Atlanta's very own ‘Urban Cowboy' and his horse could be off the streets for a while; he claims people in places of power are trying to keep him out permanently.
Brandon Fulton, also known as Cowboy Brannu the Urban Cowboy, pleaded no contest to a citation he received for a violation of humane care of his horse. He did this on the advice of his attorney.
"He told me specifically out of his mouth, ‘There's some people in high power that's against you riding these horses in the City of Atlanta,'" Fulton said.
Late last year, officials following up on a complaint found two sores on his horse and wrote the citation for violation of humane care.
Fulton took his horse to Dr. Fenton at Bethlehem Animal Clinic. According to a report dated Nov. 7, 2013, the sores were diagnosed as saddle sores; the report goes on to state saddle sores are a common problem, and are not a cause of neglect or poor care.
Fulton said the saddle that caused the sores was purchased on eBay.com for $350. He pulled the saddle out and showed us the spots where two of screws that hold the saddle together were missing.
He believes the screws caused the sores because they were loose. He has since removed the screws and is no longer using the saddle.
This was not the first time Fulton has had to deal with the state coming after him over the care of his horses.
In 2012, he was cited for abandoning a horse for leaving it in a trailer downtown. Complainers told officials it was sitting in there for hours without water. Fulton said he was gone long enough to get a haircut. That case was dismissed.
This most current citation has had a strange journey of its own. It states that he was supposed to be in court to face charges on Dec. 3, 2013.
When he showed up, he was told he wasn't scheduled to be there. He showed them the citation and they told him it wasn't in the system so he was free to go.
Fulton had the court document the fact he was at the courthouse when the citation told him to be there.

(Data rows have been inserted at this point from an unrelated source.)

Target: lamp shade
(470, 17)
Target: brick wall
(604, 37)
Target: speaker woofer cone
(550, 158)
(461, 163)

Then in January 2014, he was in court again, this time for not getting the proper permit to build a fence that would act as a corral for his horses which were being kept in the Buckhead area.
At that hearing, he was told by authorities that they wanted to pursue the 2013 citation and even though he could prove they dropped the ball, all parties agreed to a hearing on March 3.
Shortly before that hearing, PETA sent a letter to the City of Atlanta asking that Fulton be banned from owning animals if he was convicted on the citation.
At the hearing, Fulton wanted his attorney to enter a plea of not guilty, but was convinced to take a plea agreement in which he would plead nolo contendere; more commonly referred to as no contest.
By pleading no contest, Fulton neither admitted to nor disputed the charge. While technically Fulton was not found guilty, he was sentenced as if he was.
The agreement calls for Fulton to pay a $1,000 fine. Because he could not pay the money immediately, the judge placed Fulton on probation and gave him six months to come up with the money.
"For six months, I cannot ride in the city of Atlanta; I cannot own a horse in the city of Atlanta; I cannot harbor a horse in the city of Atlanta," Fulton said. "But if I pay the fine tomorrow, then I can come back to the city of Atlanta."
Fulton hopes to do that as soon as possible. He is currently stabling his horse at a co-op between Cedartown and Rockmart, in Bartow County.
"As long as I got them in my life, I don't worry about anything," said Fulton. "Without this [cowboy-lifestyle] there is no me. I don't have no place in life. I don't feel comfortable anywhere else."